Infiniband? Something else? Is this a cluster - or a distributed
machine setup?

> > And I suspect there is something wrong in your OpenMPI+SunGridEngine
> > config thats triggering this problem.
> 
> I am happy to accept that and I even suggested that might be the case.
> 
> I am happy to go and look around the OpenMPI and SGE sources, if that
> turns out to be the case.
> 
> However, I came to the PETSc list for some insight from the PETSc
> error messages.
> 
> If they can confirm/reject the notion that it might be an SGE/OpenMPI
> issue and not a PETSc one then I will have gained information.
> 
> 
> > I don't know exactly how though..
> 
> So far, nothing has been confirmed either way.
> 
> > [the basic petsc examples are supporsed to work in any valid
> > MPI enviornment].
> 
> 
> I don't doubt for a minute that they are supposed too.
> 
> I am also aware that few people are likley to be using this
> software stack on NetBSD and thus there may be some gaps in
> your map of "valid MPI environments".
> 
> 
> > ok - mpi is shared.
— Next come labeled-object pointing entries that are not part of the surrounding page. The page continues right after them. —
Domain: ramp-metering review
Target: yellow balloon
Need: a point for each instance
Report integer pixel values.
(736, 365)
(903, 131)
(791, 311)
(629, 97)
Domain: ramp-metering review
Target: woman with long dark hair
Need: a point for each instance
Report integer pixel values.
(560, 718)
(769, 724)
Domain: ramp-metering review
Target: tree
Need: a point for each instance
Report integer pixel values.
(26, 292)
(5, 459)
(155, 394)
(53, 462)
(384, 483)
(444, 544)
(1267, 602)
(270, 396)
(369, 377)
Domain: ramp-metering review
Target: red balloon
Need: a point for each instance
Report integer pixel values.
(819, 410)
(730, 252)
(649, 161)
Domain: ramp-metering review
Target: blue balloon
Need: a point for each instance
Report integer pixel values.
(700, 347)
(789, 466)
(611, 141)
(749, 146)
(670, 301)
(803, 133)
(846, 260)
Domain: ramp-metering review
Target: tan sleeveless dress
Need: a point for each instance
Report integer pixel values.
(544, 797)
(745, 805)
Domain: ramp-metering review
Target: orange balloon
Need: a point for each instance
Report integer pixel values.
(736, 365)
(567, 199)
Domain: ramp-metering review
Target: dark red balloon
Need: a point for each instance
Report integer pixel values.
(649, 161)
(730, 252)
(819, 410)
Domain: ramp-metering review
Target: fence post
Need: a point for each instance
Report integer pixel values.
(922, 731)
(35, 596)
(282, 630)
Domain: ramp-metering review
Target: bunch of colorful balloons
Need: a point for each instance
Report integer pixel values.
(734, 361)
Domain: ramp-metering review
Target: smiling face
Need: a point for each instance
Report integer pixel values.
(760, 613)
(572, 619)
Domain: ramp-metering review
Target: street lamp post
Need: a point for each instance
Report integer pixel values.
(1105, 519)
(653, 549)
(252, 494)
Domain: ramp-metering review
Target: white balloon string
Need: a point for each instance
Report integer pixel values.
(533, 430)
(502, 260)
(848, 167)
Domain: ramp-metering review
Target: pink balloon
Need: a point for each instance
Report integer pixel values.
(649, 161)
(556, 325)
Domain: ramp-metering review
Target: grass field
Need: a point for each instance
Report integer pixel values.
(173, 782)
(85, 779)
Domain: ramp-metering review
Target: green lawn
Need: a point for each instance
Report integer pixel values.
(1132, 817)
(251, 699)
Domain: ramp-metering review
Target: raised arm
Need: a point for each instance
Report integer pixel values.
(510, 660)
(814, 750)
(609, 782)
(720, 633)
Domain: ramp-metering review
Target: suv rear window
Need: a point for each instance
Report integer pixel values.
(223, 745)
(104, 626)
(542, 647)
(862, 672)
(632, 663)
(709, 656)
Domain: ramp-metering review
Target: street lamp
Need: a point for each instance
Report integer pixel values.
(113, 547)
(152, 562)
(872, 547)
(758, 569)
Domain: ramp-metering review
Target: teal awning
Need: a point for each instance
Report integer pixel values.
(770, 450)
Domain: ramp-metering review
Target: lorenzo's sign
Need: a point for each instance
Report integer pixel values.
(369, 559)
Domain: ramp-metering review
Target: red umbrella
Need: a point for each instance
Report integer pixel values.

Can you confirm that the exact same version of
> > openmpi is installed on all the nodes - and that there is no minor
> > version differences that could trigger this?
> 
> Just take that as read.
> 
> Are you saying that the error messages PETSc is throwing out ARE
> consistent with a slightly mis-matched MPI then ?

There is a SEGV trapped by PETSc error handler. It doesn't know
exactly where its hapenning. You'll have to run in a debugger to get
the exact location of this error and the stack trace. [I suspect the
segv is in OpenMPI code - but only a debugger can confirm/deny it]

Normally you could use -start_in_debugger with PETSc binary - assuming
the remote nodes can communicate to your xserver on the desktop
[directly or via ssh-portforwared-x11] to do this.

Satish

> 
> 
> I am building an OpenMPI with some debugging in at present. I'll get
> back to you once I have rolled it out across the nodes and have
> some more info.
> 
> In the meantime, if you can think of anything I can tickle PETSc with,
> you being familiar with PETSC, so as to get some error messages that
> might tell you something, do let me know.
> 
>